No entanto, tais problemas sempre
foram entendidos como específicos de certas situações sociais ou de condições
de privação econômica, e que sempre haveria “boas escolas”, onde “crianças
brilhantes” motivadas por “pais atenciosos” se comportavam respeitosa e
diligentemente e, assim, progrediam com eficiência. Parecia que se você tivesse
jovens “bem-criados” e “professores sérios”, a fórmula do ensino tradicional
funcionaria eternamente. Então veio o computador, a internet, e, crucialmente,
o celular.
Eu seu inovador estudo Naven
(1936),¹ o antropólogo Gregory Bateson sugeriu que o importante não é o que
aprendemos, mas a forma como aprendemos, e que isso era algo a ser
determinado pela cultura na qual crescemos. Ele estava vivendo com a tribo
Iatmul em Nova Guiné, observando como os homens da tribo buscavam conhecer, ou
possuir, números extraordinários de nomes ancestrais (tantos quanto vinte mil)

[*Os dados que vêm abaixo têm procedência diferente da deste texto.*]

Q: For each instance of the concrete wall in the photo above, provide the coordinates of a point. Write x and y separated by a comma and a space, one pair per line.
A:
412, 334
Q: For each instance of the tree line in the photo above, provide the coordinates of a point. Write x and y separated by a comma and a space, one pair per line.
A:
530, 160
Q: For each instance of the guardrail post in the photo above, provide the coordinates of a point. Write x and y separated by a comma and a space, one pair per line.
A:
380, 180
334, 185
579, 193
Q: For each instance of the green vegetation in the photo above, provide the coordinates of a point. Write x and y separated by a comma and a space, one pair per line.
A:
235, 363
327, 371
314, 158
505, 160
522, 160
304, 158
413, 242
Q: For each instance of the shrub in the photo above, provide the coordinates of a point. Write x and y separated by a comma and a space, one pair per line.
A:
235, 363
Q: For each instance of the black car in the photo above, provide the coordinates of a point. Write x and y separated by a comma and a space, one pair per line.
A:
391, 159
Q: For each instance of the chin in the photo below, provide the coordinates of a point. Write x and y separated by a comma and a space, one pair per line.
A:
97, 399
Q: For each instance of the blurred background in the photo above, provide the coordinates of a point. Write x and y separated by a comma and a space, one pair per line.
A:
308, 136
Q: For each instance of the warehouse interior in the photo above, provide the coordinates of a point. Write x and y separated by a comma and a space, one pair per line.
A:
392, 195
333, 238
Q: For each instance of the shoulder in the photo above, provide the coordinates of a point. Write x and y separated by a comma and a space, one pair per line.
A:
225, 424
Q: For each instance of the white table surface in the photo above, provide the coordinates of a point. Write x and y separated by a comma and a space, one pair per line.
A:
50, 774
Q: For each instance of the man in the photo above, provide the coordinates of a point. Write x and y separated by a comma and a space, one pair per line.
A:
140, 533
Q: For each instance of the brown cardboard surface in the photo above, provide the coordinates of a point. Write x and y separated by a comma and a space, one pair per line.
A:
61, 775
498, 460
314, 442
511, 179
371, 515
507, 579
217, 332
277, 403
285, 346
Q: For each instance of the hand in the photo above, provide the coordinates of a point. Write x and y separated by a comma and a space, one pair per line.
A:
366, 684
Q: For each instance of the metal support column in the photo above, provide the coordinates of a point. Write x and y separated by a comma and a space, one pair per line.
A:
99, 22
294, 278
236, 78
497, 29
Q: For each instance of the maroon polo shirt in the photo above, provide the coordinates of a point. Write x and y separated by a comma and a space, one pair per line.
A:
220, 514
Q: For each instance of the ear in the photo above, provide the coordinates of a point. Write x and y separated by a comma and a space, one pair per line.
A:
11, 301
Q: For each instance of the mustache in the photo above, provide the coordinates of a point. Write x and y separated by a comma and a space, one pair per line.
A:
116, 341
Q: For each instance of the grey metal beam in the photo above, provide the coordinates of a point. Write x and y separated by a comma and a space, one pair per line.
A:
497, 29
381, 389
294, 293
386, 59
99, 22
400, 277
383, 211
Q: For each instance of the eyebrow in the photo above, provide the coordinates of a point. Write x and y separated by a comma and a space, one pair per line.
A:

e os mitos a eles conectados. Clãs diferentes na tribo se desafiavam sobre tal
conhecimento em luta aberta, fazendo perguntas sobre detalhes específicos, mas sem
jamais revelar toda a história, uma vez que fazê-lo colocaria em risco sua
posse dos nomes ancestrais. Essas circunstâncias curiosas, observou Bateson,
obrigaram os homens Iatmul a desenvolver um tipo de aprendizado que era
“diretamente oposto ao método de memorização decorada” do tipo utilizado no Ocidente.
Era um sistema extremamente sofisticado que influía sobre suas habilidades
cognitivas em geral e o modo como se apropriavam de novos conhecimentos em
outras esferas da vida. O fato de que culturas diferentes desenvolveram modos
de aprendizado diferentes, pensava Bateson, poderia explicar por que um grupo
étnico suporia que outro era menos inteligente; cada um possuía habilidades
cognitivas desenvolvidas de forma distinta.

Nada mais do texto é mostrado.